Vander me llamó desde su casa a las siete y media.
—¿Hay algo? —preguntó.
—Le llamaré inmediatamente si hubiera algo.
—No me alejaré del teléfono.
El láser estaba en su laboratorio de arriba, colocado en un carrito y listo para que lo bajaran a la sala de rayos X en caso necesario. Yo me había reservado la primera mesa de autopsias que, a última hora de la víspera, Wingo había dejado limpia como un espejo, colocando a su lado dos carritos con toda suerte de instrumentos quirúrgicos imaginables más un contenedor de recogida de pruebas. La mesa y los carritos no se habían tocado.
Mis únicos casos eran una sobredosis de cocaína de Fredericksburg y un ahogamiento accidental del condado de James City.
Poco después del mediodía, Wingo y yo nos encontrábamos solos, terminando metódicamente nuestro trabajo de la mañana.
La suela de sus zapatillas chirrió sobre los azulejos mojados del suelo mientras él apoyaba el palo de la fregona contra la pared y me decía:
—Corren rumores de que anoche desplegaron a cien policías por la ciudad.
—Esperemos que sirva de algo —contesté, rellenando un certificado de defunción.
—Si yo fuera ese hombre, serviría —Wingo empezó a regar con una manguera una mesa manchada de sangre—. Tendría que estar loco para atreverse a salir. Un policía me dijo que paran a todo el mundo por la calle. Si te ven de noche por ahí, te paran. Y, si ven un automóvil aparcado de noche en algún sitio, anotan el número de la matrícula.

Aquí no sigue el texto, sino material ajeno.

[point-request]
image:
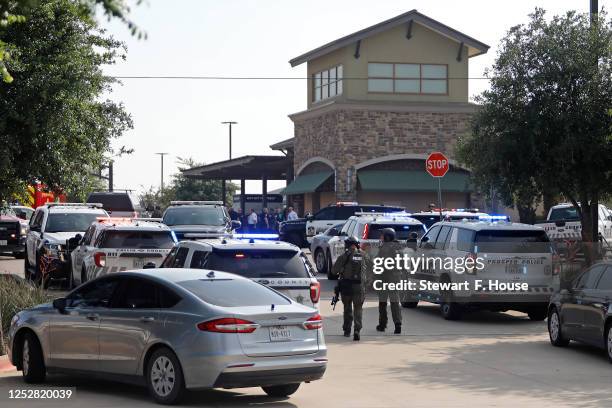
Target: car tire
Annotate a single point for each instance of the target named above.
(32, 361)
(321, 261)
(164, 377)
(555, 333)
(538, 314)
(284, 390)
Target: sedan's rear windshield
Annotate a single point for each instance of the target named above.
(112, 202)
(402, 231)
(70, 221)
(567, 213)
(137, 239)
(257, 263)
(233, 292)
(511, 241)
(214, 216)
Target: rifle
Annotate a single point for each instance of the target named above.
(336, 297)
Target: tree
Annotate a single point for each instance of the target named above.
(544, 125)
(182, 188)
(17, 11)
(53, 125)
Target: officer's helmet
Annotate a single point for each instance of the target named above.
(388, 234)
(350, 241)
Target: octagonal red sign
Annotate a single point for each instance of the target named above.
(436, 164)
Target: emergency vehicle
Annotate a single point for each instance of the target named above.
(118, 244)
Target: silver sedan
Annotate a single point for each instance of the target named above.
(171, 330)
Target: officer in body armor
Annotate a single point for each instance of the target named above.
(350, 267)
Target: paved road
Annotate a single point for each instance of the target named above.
(488, 359)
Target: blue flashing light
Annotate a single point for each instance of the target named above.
(256, 236)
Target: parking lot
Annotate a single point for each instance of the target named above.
(489, 359)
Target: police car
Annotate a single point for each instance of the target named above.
(367, 227)
(488, 264)
(119, 244)
(279, 265)
(186, 218)
(429, 218)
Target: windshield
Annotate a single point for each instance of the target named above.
(138, 239)
(567, 213)
(233, 292)
(214, 216)
(402, 231)
(70, 222)
(258, 263)
(511, 241)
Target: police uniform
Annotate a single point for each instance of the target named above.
(350, 267)
(389, 249)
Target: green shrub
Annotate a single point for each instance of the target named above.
(15, 295)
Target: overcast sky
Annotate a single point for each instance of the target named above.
(257, 38)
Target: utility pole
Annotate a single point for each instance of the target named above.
(161, 155)
(223, 186)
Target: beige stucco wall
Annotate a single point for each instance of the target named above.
(425, 47)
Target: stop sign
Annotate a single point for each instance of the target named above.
(436, 164)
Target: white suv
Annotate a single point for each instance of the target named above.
(511, 268)
(52, 226)
(279, 265)
(119, 244)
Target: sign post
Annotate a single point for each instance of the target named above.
(437, 166)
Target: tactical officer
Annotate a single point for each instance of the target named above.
(389, 249)
(350, 268)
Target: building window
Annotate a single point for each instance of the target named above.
(408, 78)
(328, 83)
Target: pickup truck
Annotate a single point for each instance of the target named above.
(563, 224)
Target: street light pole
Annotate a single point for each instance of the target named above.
(161, 155)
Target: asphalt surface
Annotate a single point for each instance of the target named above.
(487, 359)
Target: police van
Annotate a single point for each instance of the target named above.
(367, 227)
(119, 244)
(492, 265)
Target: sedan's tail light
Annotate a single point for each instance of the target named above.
(314, 323)
(315, 292)
(228, 325)
(100, 259)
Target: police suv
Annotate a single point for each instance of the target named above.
(493, 265)
(279, 265)
(367, 227)
(52, 227)
(119, 244)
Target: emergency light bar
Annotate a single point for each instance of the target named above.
(86, 205)
(256, 236)
(196, 202)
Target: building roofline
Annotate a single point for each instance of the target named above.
(412, 15)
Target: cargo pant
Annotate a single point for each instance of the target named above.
(353, 308)
(396, 312)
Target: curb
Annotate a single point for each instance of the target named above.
(5, 364)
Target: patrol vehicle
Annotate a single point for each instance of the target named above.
(300, 232)
(429, 218)
(367, 228)
(119, 244)
(277, 264)
(52, 229)
(199, 217)
(493, 265)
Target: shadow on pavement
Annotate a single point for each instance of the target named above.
(119, 394)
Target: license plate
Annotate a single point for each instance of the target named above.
(138, 263)
(280, 333)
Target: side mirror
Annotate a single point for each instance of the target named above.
(60, 304)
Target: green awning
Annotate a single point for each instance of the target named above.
(400, 181)
(307, 183)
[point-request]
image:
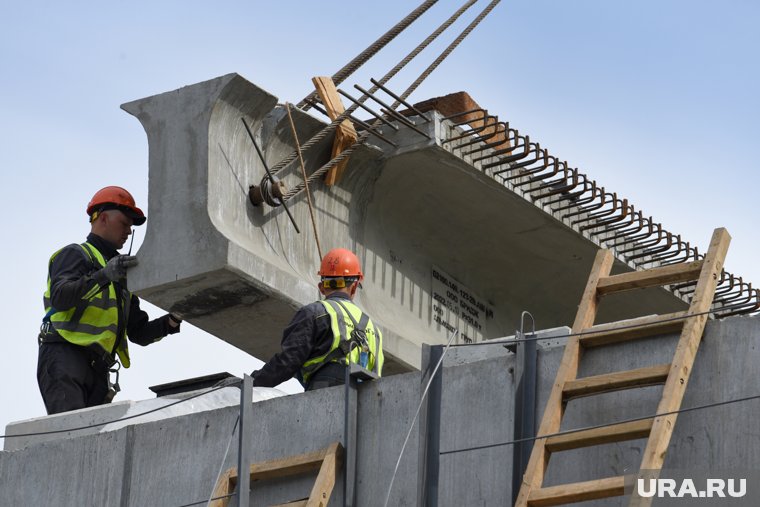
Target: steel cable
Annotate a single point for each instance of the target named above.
(322, 170)
(373, 48)
(363, 98)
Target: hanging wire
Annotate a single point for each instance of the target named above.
(134, 416)
(606, 425)
(416, 414)
(224, 458)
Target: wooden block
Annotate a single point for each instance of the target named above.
(345, 134)
(568, 370)
(642, 327)
(615, 381)
(597, 436)
(650, 277)
(578, 492)
(686, 351)
(461, 102)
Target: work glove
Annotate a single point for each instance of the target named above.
(115, 269)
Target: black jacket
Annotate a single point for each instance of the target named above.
(71, 277)
(308, 335)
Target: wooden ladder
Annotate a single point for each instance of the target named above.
(675, 375)
(327, 461)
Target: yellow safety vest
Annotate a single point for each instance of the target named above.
(95, 319)
(342, 326)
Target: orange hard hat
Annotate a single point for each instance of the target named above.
(116, 198)
(341, 262)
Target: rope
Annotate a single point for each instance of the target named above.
(305, 179)
(368, 53)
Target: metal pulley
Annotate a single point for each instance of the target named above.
(270, 191)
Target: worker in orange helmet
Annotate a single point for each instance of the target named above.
(90, 313)
(324, 336)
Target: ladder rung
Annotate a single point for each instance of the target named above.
(604, 435)
(615, 332)
(577, 492)
(651, 375)
(650, 277)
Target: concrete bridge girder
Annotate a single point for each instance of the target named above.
(239, 271)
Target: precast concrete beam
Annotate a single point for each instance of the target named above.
(443, 245)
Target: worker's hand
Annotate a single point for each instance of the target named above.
(229, 382)
(117, 266)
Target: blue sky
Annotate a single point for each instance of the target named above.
(657, 101)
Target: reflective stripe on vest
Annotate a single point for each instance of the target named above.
(95, 319)
(341, 326)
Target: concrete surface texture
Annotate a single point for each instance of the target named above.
(434, 232)
(175, 461)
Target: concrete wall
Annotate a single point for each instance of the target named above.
(175, 461)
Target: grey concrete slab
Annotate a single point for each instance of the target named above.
(239, 271)
(176, 460)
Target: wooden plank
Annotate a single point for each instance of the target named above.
(323, 486)
(642, 327)
(568, 370)
(223, 487)
(597, 436)
(578, 492)
(686, 351)
(650, 277)
(651, 375)
(292, 465)
(345, 134)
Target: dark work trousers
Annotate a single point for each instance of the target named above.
(331, 374)
(70, 377)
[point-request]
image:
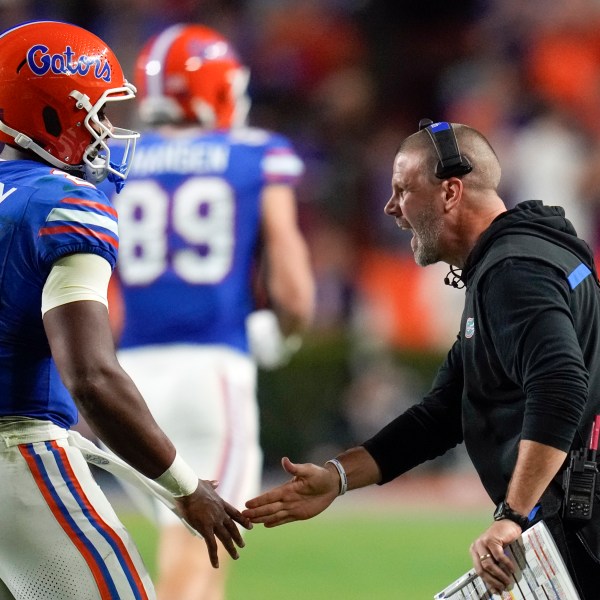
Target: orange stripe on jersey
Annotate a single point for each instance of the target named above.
(85, 553)
(91, 204)
(111, 532)
(82, 230)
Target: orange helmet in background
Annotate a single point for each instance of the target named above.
(191, 73)
(55, 81)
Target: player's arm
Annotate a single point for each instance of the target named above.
(76, 321)
(82, 347)
(288, 273)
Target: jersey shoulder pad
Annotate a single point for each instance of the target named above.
(72, 215)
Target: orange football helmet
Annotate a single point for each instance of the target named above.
(190, 73)
(55, 81)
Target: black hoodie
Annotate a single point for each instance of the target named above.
(526, 364)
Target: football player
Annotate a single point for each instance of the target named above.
(206, 196)
(59, 536)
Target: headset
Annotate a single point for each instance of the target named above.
(451, 162)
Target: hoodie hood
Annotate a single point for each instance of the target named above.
(535, 219)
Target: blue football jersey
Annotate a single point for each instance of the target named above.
(45, 214)
(189, 224)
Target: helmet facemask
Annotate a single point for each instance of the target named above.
(96, 157)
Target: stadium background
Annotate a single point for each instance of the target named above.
(346, 80)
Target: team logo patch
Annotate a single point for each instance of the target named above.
(40, 62)
(470, 327)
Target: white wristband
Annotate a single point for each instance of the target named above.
(343, 478)
(179, 478)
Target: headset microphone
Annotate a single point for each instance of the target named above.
(451, 162)
(456, 282)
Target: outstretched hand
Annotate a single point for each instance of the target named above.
(309, 493)
(213, 518)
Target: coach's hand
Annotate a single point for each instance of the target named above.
(309, 493)
(487, 551)
(213, 518)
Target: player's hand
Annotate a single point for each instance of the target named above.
(490, 562)
(309, 493)
(213, 518)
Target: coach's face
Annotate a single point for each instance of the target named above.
(416, 205)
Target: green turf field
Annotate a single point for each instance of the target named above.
(346, 555)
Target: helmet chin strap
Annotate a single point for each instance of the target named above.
(27, 143)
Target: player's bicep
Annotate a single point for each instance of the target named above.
(76, 277)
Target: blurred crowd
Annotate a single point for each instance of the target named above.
(347, 80)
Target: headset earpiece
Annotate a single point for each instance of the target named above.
(451, 162)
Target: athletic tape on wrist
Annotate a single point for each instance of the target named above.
(179, 478)
(343, 477)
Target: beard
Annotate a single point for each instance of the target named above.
(427, 230)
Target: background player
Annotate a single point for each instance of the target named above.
(59, 537)
(204, 199)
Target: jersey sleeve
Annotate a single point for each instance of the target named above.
(280, 163)
(79, 219)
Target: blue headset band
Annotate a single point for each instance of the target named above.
(451, 162)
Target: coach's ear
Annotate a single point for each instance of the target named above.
(453, 189)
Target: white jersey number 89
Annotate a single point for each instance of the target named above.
(202, 213)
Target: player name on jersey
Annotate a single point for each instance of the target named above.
(180, 157)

—¿Qué policía? —pregunté, levantando la vista. Aquella mañana no habíamos recibido ningún caso de Richmond y tampoco nos había visitado ningún policía de Richmond—. ¿Qué policía se lo dijo?
—Uno de los que vinieron con el ahogado.
—¿Del condado de James City? ¿Y cómo sabía él lo que había pasado anoche en Richmond?
Wingo me miró con extrañeza.
—Su hermano es policía en la ciudad.
Aparté el rostro para que Wingo no advirtiera mi irritación. Demasiada gente estaba hablando. ¿Un policía cuyo hermano era policía en Richmond le había revelado todo aquello a Wingo, un perfecto desconocido? ¿Qué otras cosas se decían? Se hablaba demasiado. Cualquier comentario inocente me parecía sospechoso, recelaba de todo y de todos.
—Mi opinión es que a este tipo lo hemos asustado —estaba diciendo Wingo—. Y ahora espera a que todo se calme un poco —hizo una pausa mientras el agua chorreaba al suelo desde la mesa—. O eso o anoche volvió a atacar y todavía no se ha descubierto el cuerpo.
No dije nada porque mi irritación estaba aumentando por momentos.
—Aunque no sé —añadió Wingo con la voz amortiguada por el rumor del agua—. Cuesta creer que haya vuelto a intentarlo. Si quiere que le diga la verdad, me parece demasiado arriesgado. Conozco algunas teorías. Dicen que algunos de esos tipos se vuelven muy atrevidos al cabo de algún tiempo y que desconciertan a todo el mundo cuando, en realidad, lo que ellos quieren es que los atrapen. A lo mejor, no puede evitar hacer lo que hace y está pidiendo a gritos que lo detengan.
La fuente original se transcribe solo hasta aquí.